Longread: Digitalization and its panopticonic effect on society
Columbia’s Edward Mendelson, Lionel Trilling Professor in Humanities and a contributor at PC Magazine, takes a non-technical look at the effect our ever-on, ever-observing, ever-connected technology has on us.

Catch you later!

DOJ’s Untracked Email Spying

As Wired reports, DOJ blew off the requirement that it tell Congress how many pen registers and trap and trace devices they used for the entire Bush Administration.

[…]the Justice Department was not following the law and had not provided Congress with the material at least for years 2004 to 2008. On the flip side, Congress was not exercising its watchdog role, thus enabling the Justice Department to skirt any oversight whatsoever on an increasingly used surveillance method that does not require court warrants, according to Justice Department documents obtained via the Freedom of Information Act.

But just as interesting as DOJ’s failure to follow the law on disclosing these surveillance tools are two details from the emails Chris Soghoian liberated to make all this clear.

First, note the December 23, 2009 email from Janet Webb (on PDF 4) revealing that DOJ’s agencies weren’t tracking email pen registers (that is, lists of who was emailing each other), and one of them–they speculate DEA–still wasn’t in 2009.

FBI only began keeping computer intercept stats a couple of years ago. The other agency may be DEA.

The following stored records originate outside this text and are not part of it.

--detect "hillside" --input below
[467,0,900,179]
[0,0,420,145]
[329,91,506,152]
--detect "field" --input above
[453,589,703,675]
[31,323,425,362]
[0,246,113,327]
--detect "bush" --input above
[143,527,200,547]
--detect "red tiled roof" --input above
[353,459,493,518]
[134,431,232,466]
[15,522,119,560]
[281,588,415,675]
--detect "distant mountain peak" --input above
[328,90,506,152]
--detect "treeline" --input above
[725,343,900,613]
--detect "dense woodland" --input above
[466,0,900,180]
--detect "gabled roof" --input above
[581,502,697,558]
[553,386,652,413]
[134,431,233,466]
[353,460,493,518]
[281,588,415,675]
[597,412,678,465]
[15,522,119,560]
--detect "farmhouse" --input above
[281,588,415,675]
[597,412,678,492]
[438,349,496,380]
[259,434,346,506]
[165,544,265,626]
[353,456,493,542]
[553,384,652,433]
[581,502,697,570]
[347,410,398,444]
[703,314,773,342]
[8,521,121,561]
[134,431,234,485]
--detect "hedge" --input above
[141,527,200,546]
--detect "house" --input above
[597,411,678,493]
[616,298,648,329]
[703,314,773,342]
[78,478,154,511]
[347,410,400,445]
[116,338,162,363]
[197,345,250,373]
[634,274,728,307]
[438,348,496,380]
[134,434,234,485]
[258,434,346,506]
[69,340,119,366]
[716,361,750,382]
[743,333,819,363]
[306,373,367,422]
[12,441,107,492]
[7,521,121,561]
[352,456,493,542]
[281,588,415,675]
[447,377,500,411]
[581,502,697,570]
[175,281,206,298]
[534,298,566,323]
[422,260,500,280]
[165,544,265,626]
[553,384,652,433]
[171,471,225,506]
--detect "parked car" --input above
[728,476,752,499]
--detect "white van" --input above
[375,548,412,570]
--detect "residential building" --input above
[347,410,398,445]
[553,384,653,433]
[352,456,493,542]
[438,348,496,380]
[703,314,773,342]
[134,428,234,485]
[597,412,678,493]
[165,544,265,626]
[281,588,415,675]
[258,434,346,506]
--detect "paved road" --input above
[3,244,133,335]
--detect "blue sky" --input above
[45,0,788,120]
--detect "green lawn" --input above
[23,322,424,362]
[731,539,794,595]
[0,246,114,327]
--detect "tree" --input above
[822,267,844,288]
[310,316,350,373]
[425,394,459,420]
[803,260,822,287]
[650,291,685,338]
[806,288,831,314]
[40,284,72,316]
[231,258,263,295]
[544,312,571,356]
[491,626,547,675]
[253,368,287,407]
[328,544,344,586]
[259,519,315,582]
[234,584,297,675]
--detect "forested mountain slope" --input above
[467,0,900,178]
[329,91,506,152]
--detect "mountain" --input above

From which we might assume DEA is engaging in a ton of email tracking they don’t want to tell anyone about?

Wired suggests why they may not be tracking such information.

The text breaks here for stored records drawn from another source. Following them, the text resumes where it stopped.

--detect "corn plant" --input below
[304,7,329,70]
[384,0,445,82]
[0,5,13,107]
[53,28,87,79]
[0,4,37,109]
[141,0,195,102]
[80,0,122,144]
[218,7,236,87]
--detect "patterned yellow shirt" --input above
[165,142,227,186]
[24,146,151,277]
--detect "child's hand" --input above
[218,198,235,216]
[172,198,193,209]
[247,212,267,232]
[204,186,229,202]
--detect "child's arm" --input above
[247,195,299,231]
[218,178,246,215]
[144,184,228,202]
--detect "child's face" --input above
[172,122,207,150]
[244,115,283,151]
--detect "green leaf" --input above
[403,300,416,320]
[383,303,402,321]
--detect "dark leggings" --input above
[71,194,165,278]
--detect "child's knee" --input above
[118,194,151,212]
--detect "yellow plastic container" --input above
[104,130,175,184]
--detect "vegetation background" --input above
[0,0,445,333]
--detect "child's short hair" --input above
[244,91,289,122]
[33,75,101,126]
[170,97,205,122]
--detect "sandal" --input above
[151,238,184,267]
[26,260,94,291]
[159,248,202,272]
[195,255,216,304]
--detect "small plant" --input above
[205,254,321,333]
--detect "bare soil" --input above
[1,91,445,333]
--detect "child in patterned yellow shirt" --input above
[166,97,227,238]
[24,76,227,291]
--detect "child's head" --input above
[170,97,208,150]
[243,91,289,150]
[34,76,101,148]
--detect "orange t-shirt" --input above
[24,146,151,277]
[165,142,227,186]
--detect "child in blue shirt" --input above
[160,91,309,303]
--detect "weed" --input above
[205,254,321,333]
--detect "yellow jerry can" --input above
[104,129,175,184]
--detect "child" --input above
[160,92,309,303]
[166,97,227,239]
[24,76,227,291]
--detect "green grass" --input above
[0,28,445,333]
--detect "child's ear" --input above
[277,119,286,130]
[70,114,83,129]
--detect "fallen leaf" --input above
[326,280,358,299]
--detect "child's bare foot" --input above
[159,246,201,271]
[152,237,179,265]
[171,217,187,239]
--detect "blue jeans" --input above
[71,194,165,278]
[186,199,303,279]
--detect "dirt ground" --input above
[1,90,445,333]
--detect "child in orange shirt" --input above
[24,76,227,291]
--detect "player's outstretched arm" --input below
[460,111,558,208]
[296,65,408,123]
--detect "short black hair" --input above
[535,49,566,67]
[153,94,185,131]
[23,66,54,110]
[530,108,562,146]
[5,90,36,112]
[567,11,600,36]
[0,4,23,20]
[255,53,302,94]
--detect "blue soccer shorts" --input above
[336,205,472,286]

Another feature of [the Electronic Communication Privacy Act] had once protected Americans’ electronic communications from the government’s prying eyes, but it has become so woefully outdated that it now grants the authorities nearly carte blanche powers to obtain Americans’ e-mail stored in the cloud, such as in Gmail or Hotmail — without a court warrant.

That is, we probably should assume these email numbers are so small–and DEA isn’t tracking them at all–because they’re just taking them, with no court oversight at all.

The other detail to remember about these reports is they include only criminal surveillance, not intelligence surveillance. Russ Feingold staffer Lara Flint makes that clear in her request, and DOJ staffer Mark Agrast makes it clear in his response. They’re getting that information via other means, presumably NSLs or Section 215.

So while they’re hiding a lot of the cloud computer spying they’re doing in the name of criminal investigations, that doesn’t even scratch the surface of the degree to which they’re tracking who emails whom.